Why India must upgrade its education policies regularly? India should not wait for 30 to 40 years to update its education system. Make NEP-2020 a launch pad of CEEP”
Mere “encouragement” won’t cut it. India is in the midst of an ecological and civic emergency. Urban floods are increasing, local waste is overflowing into streets and homes, and biodiversity is vanishing. There is an absence of civic pride, and society has become used to blaming governments for problems that communities themselves perpetuate. This is why CEEP must make social and environmental work mandatory. No student should pass Class 12 without contributing meaningfully to community hygiene. No degree should be conferred unless the student has helped clean a drain, revive a pond, or prevent plastic use in a local market. No postgraduate course should be complete without a six-month project on waste, energy, water, or social inclusion. We are not short of youth. We are short of purpose-driven youth. Schools and colleges can no longer remain neutral in this collapse of civic order. They must become the agents of recovery. The path to implementation is not complex. It simply needs sincerity and accountability. A three-step methodology can serve as a model.
1. Identify issues in the local area: Let students map issues within a 3–5 km radius. Drains, dumping points, encroached green areas, and plastic hazards should be marked.

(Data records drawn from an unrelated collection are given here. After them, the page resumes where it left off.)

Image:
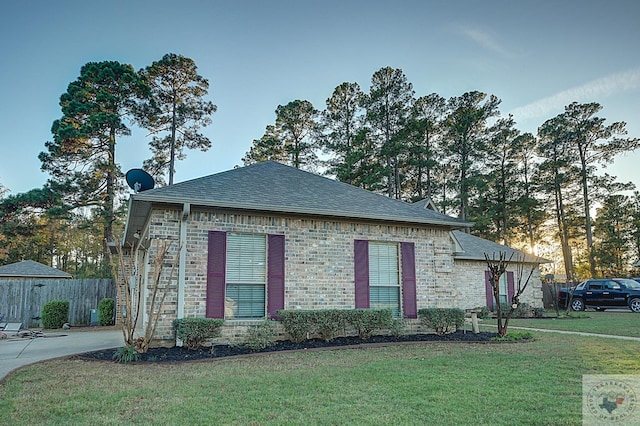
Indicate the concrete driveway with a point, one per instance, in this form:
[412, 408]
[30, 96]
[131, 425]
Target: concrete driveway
[16, 352]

2. Plan strategically: Students, with help from local panchayats or urban bodies, must design plans. These could include weekly cleanups, awareness drives, construction of compost pits, or reviving of traditional water systems.
3. Work until results are achieved: No photo-ops. No certificates without results. Students must self-monitor, document their outcomes, and present results before a community jury or civic body.
Each year, the graduating class of each institution should leave behind a legacy—a lake restored, a neighborhood cleaned, a community educated. The world no longer waits decades to upgrade. Every field—digital, industrial, medical, technological—updates itself annually or even quarterly. Educational policy, however, remains fossilized. NEP 2020 was launched after 34 years of the previous policy. By then, many of its provisions were already outdated. A mandatory triennial update of the education policy should become the norm. Based on data, ground reports, social changes, and environmental feedback, the policy must be iterated regularly. We need dynamic governance in education just as we have it in cyber security, AI, and digital law. CEEP, unlike NEP, must be designed with modularity, adaptability, and people-centric benchmarks. It must talk to the street vendor, the sanitation worker, the forest dweller, and the farmer—not just the edtech company or startup founder. This is not a proposal to burden students. It is a blueprint to give meaning to their education. Young people today crave purpose. They want to solve real problems, not just answer exam questions. CEEP provides a platform to convert that idealism into lasting change. India has thousands of engineering and medical colleges, arts and commerce institutions, and vocational centers. Each of these produces degree-holders. What India truly needs, however, are citizen-holders—young men and women who don’t just graduate but uplift nation in all spheres especially in the social fabric and environmental cleanliness.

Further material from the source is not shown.